Everything about the show was amazing. I listened to the CD for two months straight afterwards, no exaggeration. In fact, it was in the week after seeing that show that I decided that I wanted to write a Broadway musical and came up with the premise for the show that I’ve been pursuing ever since (though I didn’t write the first draft until a year out of college).
It’s hard to explain Carol Channing’s appeal except to say that she filled that theatre with her presence. Yes, she had dead-on comedic timing, moved well, and was an amazing actress. But it was like she was a giant magnet and we, the audience, were all metal scraps unable to turn away. I was one of the first ones to stand up after the “Hello, Dolly!” number, and it was because I had to, not because I wanted to. Same with her curtain call at the end of the show. I was propelled to my feet; it wasn’t a choice. Even then, standing and clapping didn’t feel like enough to acknowledge this thing . . . this performance (which seems too small a word to describe it) which I had seen.
Ten years to the week after I had originally seen the tour, Carol Channing came to town again in her one woman show. She re-enacted the choreography for that wonderful title number, even indicating what she had done with her dress. I had chills down my spine remembering that moment and seeing this indescribable woman doing it again.
It is my dream to see her do the show again. Until then, I’d love to see some footage on YouTube (Hint, Hint). She’s recently indicated her desire to do it, though I don’t know if she could physically do it at her age. I once read in an interview that she does the show every 15 years, which means that she should be back coveting Vandergelder’s cash register in two years. I’m holding my breath.
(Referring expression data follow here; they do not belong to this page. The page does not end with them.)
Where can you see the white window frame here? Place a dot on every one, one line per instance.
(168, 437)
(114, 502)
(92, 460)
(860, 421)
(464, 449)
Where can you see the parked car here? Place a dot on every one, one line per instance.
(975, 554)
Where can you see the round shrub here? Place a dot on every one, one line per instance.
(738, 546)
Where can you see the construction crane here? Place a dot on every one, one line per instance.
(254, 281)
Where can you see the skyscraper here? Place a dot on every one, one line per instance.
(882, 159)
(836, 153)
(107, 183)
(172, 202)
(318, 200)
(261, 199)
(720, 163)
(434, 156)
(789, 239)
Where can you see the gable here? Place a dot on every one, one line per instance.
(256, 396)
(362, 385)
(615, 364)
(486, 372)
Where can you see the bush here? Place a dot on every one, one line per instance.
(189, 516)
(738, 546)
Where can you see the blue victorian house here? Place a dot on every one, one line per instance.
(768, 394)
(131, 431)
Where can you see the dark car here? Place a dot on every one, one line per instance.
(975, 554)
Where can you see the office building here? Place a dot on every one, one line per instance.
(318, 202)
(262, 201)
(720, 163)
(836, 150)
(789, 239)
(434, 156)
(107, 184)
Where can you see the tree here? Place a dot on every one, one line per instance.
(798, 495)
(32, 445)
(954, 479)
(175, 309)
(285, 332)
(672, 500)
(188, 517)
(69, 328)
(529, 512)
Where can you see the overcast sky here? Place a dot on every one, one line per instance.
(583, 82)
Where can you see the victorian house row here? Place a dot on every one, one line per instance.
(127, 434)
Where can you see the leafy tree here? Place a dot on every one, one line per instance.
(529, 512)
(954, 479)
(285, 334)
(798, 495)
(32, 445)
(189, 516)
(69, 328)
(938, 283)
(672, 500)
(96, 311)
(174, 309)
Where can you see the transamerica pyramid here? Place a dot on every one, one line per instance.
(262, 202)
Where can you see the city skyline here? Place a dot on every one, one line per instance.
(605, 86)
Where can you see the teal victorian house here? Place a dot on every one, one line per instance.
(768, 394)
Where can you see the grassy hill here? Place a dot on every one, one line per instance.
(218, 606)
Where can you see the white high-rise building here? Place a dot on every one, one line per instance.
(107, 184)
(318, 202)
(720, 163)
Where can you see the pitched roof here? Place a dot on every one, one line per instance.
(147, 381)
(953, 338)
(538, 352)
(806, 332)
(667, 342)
In my dream world, when I’ve had hits on Broadway and on television and in film, I have enough money to build a new theatre on Broadway called the Carol Channing Theatre. Not only will it be one of those really big ones that can house expensive independent musicals with lots of knee room for people 6’5”, but it will have classical style artwork depicting great performances from great shows all over the walls. Above the proscenium arch will be Carol Channing with waiters in Hello, Dolly!